Clear and present danger - Tom Clancy [83]
Okay.
An ordinary pilot might have been startled by the lights and turned to evade a collision, but an ordinary pilot would not do what the druggies did. The Beech dived for the wave tops, reduced power, and popped his flaps, slowing the aircraft down to approach speed, which was far slower than the F-15 could do without stalling out. This maneuver often forced the DEA and Coast Guard planes to break contact. But Bronco's job wasn't to follow the guy in. As the Beech turned west to run for the Mexican coast, Captain Winters killed his lights, added power, and zoomed up to five thousand feet. There he executed a smart hammerhead turn and took a nose-down attitude, the Eagle's radar sweeping the surface of the sea. There: heading due west, speed 85 knots, only a few feet over the water. A gutsy pilot, Bronco thought, holding that close to a stall and that low. Not that it mattered.
Winters extended his own speed brakes and flaps, taking the fighter down. He felt to make sure that the selector button was still in the "guns" position and watched the Head-Up Display, bringing the pipper right on the target and holding it there. It might have been harder if the Beech had kept speed up and tried to maneuver, but it wouldn't really have mattered. Bronco was just too good, and in his Eagle, he was nearly invincible. When he got within four hundred yards, his finger depressed the button for a fraction of a second.
A line of green tracers lanced through the sky.
Several rounds appeared to miss the Beech ahead, but the rest hit right in the cockpit area. He heard no sound from the kill. There was only a brief flash of light, followed by a phosphorescent splash of white foam when the aircraft hit.
Winters reflected briefly that he had just killed one man, maybe two. That was all right. They wouldn't be missed.
9. Meeting Engagement
"SO?" ESCOBEDO EYED Larson as coldly as a biology professor might look at a caged white rat. He had no special reason to suspect Larson of anything, but he was angry, and Larson was the nearest target for that anger.
But Larson was used to that. "So I don't know, jefe.
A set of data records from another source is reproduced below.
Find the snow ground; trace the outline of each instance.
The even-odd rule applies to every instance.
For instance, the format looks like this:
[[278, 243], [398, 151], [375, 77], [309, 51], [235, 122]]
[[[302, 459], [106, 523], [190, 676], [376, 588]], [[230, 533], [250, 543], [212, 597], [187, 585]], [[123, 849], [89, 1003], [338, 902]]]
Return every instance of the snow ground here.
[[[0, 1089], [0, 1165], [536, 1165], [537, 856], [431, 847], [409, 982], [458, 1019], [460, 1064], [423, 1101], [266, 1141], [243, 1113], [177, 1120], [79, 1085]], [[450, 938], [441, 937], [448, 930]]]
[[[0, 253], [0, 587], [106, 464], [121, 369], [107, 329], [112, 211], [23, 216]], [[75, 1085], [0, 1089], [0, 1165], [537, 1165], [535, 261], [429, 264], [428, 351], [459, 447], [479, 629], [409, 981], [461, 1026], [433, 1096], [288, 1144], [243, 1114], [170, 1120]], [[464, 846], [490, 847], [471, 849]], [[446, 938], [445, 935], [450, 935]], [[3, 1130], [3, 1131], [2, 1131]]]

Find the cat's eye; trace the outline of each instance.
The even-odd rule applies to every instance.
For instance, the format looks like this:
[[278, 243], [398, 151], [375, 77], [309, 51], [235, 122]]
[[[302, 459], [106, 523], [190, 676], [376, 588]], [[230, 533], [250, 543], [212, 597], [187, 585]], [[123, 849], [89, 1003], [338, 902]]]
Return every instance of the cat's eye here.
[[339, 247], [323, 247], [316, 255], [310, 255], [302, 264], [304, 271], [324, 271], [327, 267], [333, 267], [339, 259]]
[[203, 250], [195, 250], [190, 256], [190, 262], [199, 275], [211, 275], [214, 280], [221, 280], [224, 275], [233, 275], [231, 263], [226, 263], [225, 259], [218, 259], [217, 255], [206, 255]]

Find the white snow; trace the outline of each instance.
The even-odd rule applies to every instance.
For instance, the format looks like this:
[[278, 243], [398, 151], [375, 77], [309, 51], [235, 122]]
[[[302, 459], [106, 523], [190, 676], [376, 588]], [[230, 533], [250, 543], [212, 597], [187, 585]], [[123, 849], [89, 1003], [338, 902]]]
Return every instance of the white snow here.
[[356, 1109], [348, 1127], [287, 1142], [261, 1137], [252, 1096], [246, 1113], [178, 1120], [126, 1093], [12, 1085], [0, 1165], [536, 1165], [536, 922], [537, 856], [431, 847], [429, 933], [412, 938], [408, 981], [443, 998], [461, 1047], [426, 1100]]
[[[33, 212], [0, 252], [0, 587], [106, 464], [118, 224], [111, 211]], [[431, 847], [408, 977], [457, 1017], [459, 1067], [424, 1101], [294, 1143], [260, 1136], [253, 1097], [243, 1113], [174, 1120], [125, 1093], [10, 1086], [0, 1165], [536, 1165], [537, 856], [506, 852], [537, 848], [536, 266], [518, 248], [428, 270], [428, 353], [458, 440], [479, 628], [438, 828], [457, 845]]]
Ernesto was a good pilot, a good student. So was the other one, Cruz. The engines in the aircraft were practically new - two hundred hours on each. The airframe was six years old, but that's nothing unusual; the aircraft was well maintained. Weather was okay all the way north, some scattered high clouds over the Yucatan Channel, nothing worse than that." The pilot shrugged. "Aircraft disappear, jefe. One cannot always know why."
"He is my cousin! What do I tell his mother?"
"Have you checked with any airfields in Mexico?"
"Yes! And Cuba, and Honduras, and Nicaragua!"
"No distress calls? No reports from ships or aircraft in the vicinity?"
"No, nothing." Escobedo moderated somewhat as Larson went through the possibilities, professional as ever.
"If it was some sort of electrical failure, he might be down somewhere, but… I would not be hopeful, jefe. If they had landed safely, they would have let us know by now. I am sorry, jefe. He is probably lost. It has happened before. It will happen again."
One other possibility was that Ernesto and Cruz had made their own arrangements, had landed somewhere other than their intended destination, had sold their cargo of forty kilograms, and had decided to disappear, but that was not seriously considered.